Há outros modelos de família, sim, há, e não temos dificuldade em considerar os valores que, porventura, em alguns deles possam existir ou existam mesmo. Estes novos cenários familiares, porém, fruto de escolhas pessoais e muitas vezes provisórias, às quais, à falta de outra palavra se continua a chamar família, enfraquece a união matrimonial e enfraquece a família como instituição, chegando-se a afirmar que não é a família que está em crise, mas que em crise está sim o modelo de família estável e harmoniosa, de homem/mulher e filhos.
Alguns desses modelos nascem a pretexto dum pretenso conflito entre fé e progresso. Outros surgem em obediência a ideologias e em reação à família tradicional. Outros serão fruto dos modos de pensar e viver a liberdade, hoje, nesta sociedade líquida, do usa e deita fora. Outros emergem só porque sim, por afirmação light. Na base das leis de alguns países já está subjacente a ideia do alargamento do conceito de família a novas formas ou modelos. Olhando-os com olhos de ver, porém, alguns desses modelos não só contradizem o verdadeiro conceito de família, não só negam a identidade da família, mas até se opõem ao conceito de cultura e de progresso cultural. E fazem-nos valer como inevitável consequência do progresso cultural e social, logo apelidando de retrógrados, conservadores e contra as leis do progresso quem discorda, quem não se conforma nem se cala! O progresso autêntico não se desvincula da sua ligação com a natureza. Tem como objetivo o desenvolvimento dos seus próprios valores. Supera as contradições criadas pela sua dinâmica e desenvolvimento. Não entra por uma conceção relativista e contraditória da natureza, da vida e da pessoa, desumanizando e destruindo a identidade pessoal e social. O Concílio Vaticano II lembra-nos que “É próprio da pessoa humana não ter acesso a uma verdadeira e plena condição humana, senão pela cultura, isto é, cultivando os bens e os valores da natureza. Por isso, sempre que se trata da vida humana, a natureza e a cultura estão intimamente ligadas” (GS53).

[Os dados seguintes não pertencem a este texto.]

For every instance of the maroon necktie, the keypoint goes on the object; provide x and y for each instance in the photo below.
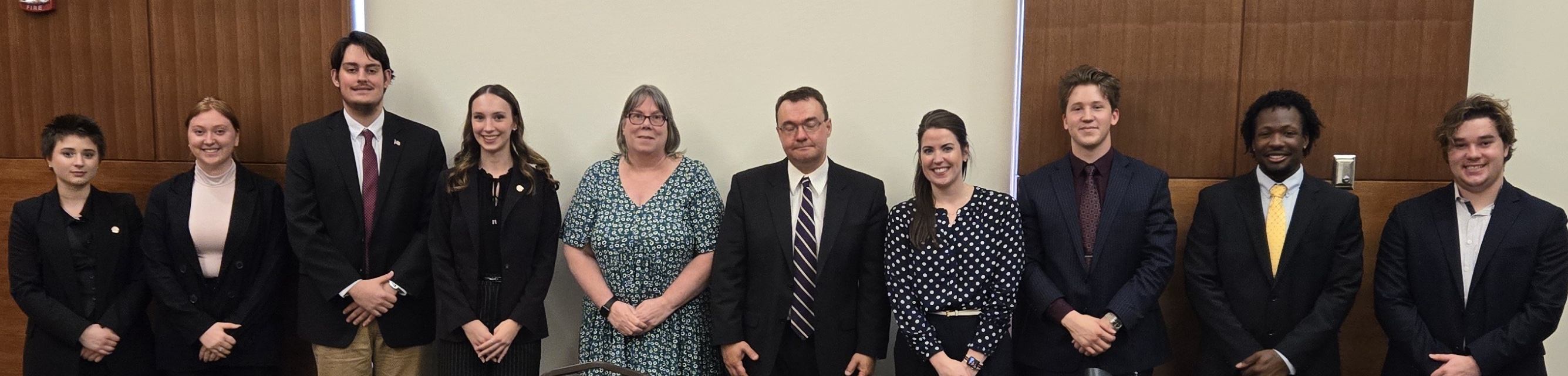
(367, 184)
(1089, 214)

A situação de numerosas famílias, ao perto e ao longe, é muito sofrida e quase só sujeita de deveres. Instituições e leis ignoram os seus direitos invioláveis, agridem-na com violência nos seus valores e nas suas exigências fundamentais. Vítima de injustiças, inação, atrasos e lentidão nas intervenções, a família, ‘património da humanidade’, em muitos lugares, geme e grita, mas em vão (cf. FC46).
Qualquer modelo social que se leve a sério e pretenda servir o bem comum não pode prescindir da centralidade da família e de agir com responsabilidade em prol da mesma. Melhor: poder pode, mas não irá longe nem pelos melhores caminhos. Acho mesmo que temos aqui uma exceção a confirmar a regra: neste caso, nem todos os caminhos levam a Roma!